譯序
蒙田作為16世紀后半葉的法國散文大家、思想家,他的名字在我國并不陌生,以“蒙田隨筆”冠名的圖書,坊間已出了不少,先是“選集”,后來連“全集”也有兩種,而不同出版社推出的、封面印刷精美的不同譯者的選集,則更是令人目不暇接。這時候,我這個老譯者再來湊這份“熱鬧”,有此必要嗎?

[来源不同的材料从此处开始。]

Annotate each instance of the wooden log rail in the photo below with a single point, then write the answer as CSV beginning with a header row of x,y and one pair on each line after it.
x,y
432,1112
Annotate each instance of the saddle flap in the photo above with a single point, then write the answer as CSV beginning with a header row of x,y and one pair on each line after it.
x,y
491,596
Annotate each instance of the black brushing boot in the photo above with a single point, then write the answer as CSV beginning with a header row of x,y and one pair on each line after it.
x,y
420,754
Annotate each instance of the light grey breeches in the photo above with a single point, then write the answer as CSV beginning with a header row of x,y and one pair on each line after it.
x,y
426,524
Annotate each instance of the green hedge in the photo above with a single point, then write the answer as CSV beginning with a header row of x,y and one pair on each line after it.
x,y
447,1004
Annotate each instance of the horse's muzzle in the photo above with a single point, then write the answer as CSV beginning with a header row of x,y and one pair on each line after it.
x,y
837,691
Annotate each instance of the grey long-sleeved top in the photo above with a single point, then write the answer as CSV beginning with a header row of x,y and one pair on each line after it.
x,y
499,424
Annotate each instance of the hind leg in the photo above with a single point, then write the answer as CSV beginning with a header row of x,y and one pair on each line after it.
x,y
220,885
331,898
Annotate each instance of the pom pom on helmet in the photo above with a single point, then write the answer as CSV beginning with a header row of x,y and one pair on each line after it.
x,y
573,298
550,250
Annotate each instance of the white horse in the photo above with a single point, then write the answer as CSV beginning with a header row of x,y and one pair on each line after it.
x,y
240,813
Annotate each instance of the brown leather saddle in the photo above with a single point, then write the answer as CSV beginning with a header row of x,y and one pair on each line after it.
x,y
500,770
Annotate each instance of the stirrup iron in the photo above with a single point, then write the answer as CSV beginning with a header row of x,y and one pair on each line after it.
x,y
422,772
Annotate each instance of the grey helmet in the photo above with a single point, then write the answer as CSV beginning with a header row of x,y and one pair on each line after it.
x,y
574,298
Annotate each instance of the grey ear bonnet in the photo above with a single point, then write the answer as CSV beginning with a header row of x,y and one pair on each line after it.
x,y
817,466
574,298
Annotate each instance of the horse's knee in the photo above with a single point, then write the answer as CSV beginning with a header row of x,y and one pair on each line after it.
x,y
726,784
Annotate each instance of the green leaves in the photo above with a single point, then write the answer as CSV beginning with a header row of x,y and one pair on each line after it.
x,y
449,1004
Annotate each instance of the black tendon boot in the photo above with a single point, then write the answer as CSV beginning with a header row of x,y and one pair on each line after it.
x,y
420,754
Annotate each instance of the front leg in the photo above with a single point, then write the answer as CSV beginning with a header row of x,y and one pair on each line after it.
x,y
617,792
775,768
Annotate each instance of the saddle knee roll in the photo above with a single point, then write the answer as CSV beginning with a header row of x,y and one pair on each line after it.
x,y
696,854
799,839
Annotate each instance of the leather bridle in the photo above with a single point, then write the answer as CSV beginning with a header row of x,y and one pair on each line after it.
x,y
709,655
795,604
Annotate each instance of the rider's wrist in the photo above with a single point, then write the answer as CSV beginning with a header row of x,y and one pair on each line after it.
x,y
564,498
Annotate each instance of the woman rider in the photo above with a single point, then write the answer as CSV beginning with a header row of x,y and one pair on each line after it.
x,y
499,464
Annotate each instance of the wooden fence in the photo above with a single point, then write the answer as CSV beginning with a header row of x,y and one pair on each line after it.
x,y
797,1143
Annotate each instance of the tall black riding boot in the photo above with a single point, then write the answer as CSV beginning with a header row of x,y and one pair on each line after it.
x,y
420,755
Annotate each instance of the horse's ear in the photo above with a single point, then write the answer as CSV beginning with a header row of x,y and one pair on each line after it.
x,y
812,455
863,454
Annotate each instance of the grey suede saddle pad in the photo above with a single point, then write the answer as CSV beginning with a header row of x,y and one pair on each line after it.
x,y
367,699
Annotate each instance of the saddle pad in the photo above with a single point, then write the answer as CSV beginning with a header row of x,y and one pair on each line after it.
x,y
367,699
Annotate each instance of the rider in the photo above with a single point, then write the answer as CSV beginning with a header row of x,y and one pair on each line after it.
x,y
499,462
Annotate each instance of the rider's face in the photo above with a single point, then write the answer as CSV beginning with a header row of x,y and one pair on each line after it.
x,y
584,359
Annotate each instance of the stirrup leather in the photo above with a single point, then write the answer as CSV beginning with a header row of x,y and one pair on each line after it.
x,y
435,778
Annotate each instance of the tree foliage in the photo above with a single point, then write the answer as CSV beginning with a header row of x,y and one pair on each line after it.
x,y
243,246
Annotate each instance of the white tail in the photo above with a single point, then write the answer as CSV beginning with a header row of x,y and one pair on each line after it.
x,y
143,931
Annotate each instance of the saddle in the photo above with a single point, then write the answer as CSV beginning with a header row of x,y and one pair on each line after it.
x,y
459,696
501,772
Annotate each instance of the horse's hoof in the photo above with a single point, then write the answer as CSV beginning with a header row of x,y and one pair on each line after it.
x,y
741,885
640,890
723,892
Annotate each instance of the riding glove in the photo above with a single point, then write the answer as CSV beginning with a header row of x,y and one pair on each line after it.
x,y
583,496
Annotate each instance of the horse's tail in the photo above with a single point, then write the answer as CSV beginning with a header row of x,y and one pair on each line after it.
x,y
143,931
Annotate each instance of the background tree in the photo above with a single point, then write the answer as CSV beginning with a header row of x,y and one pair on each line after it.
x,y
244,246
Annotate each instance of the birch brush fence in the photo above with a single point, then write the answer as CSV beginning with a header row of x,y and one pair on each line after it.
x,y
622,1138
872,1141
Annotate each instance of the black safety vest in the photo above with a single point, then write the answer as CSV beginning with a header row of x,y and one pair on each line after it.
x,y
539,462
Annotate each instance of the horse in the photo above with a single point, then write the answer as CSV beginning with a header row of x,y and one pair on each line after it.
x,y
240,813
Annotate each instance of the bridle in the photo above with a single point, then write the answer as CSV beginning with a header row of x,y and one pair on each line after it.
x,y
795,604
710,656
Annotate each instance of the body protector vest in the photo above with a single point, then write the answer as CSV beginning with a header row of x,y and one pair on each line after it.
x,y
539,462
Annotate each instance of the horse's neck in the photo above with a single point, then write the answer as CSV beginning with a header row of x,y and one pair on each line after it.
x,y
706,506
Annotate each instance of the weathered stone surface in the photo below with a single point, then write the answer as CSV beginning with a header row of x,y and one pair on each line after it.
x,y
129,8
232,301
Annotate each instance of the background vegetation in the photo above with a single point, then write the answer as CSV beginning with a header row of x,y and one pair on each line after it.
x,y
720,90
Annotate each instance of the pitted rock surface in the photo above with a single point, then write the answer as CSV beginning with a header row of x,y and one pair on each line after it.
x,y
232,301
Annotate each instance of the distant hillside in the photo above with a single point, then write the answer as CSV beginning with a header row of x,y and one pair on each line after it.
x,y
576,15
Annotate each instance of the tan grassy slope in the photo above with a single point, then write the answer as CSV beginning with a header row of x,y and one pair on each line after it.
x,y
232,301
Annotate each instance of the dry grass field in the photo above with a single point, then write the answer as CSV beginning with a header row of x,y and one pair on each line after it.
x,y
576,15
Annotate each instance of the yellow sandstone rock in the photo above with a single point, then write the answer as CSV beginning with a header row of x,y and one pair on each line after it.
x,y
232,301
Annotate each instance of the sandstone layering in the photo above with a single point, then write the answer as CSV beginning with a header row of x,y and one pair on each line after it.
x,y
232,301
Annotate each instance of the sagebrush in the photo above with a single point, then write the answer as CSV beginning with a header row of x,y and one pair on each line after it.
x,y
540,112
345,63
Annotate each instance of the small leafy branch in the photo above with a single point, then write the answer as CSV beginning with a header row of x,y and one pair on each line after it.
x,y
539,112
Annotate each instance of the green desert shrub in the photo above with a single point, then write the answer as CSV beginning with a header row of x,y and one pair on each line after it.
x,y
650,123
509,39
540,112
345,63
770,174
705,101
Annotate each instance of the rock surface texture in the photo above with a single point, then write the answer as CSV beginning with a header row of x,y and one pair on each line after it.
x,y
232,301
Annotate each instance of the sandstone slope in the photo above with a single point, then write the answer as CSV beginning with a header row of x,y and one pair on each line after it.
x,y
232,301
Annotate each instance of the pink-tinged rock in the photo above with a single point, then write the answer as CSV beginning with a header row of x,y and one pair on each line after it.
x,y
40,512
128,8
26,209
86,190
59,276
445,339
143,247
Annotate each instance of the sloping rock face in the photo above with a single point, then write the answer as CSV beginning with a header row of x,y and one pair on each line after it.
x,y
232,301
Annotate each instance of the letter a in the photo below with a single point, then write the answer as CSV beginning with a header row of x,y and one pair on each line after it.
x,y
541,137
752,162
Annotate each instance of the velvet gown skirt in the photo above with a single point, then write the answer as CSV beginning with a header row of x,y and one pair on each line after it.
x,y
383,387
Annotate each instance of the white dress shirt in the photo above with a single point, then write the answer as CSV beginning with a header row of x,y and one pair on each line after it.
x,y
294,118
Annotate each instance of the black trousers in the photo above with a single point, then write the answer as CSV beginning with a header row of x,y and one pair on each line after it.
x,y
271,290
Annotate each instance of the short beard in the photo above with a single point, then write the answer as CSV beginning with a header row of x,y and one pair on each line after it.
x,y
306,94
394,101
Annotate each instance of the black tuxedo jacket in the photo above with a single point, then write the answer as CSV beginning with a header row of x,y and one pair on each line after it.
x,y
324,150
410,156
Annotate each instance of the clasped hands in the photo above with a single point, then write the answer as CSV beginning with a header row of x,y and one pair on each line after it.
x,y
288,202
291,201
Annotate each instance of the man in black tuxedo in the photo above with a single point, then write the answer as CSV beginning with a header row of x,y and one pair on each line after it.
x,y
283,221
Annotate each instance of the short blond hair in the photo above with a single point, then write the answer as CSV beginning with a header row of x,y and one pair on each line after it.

如果從服務于讀者這個角度來看,我以為本“精選集”自有其獨立存在的價值。我們都知道,《蒙田隨筆》原著用16世紀的古法語寫就,今人讀起來會遇到相當大的困難;即便在法國本土,為了讓蒙田的作品令廣大讀者接受,也紛紛推出各種選本、注釋本、解讀本。在我國,“全集”未譯出之前,選譯本也很早就流行,光我本人主譯或參譯的(補梁宗岱譯文)就有四種之多。后來兩種全譯本先后出版,可選譯本發(fā)行的勢頭卻似乎并未因此而衰退。為什么會有此現(xiàn)象呢?依我看,這關(guān)乎廣大受眾的閱讀興趣問題。“全集”的譯出,當然功不可沒。不過,我懷疑有多少人能饒有興致地從頭至尾把“全集”讀完。我不是說譯文欠佳,而是原文所存在的客觀因素所致。凡讀過整章的《蒙田隨筆》的人都知道,其行文多半枝蔓叢生,飄忽不定,一章中的內(nèi)容還常常與章題相距甚遠,甚至毫無關(guān)系,一般讀者未必能抓準作者想說什么;再者,蒙田喜歡引經(jīng)據(jù)典,大量“掉書袋”,而所引述的往往是古羅馬和古希臘作家與詩人的作品;受過西方古典文化浸淫的外國讀者,對此可能覺得蠻有趣味;可苦了我國讀者,他們對西方古代的人物、事件及其發(fā)生時間大都十分陌生,如果都加注釋交代,光看注文,已夠令人分心,調(diào)動閱讀興趣又從何談起?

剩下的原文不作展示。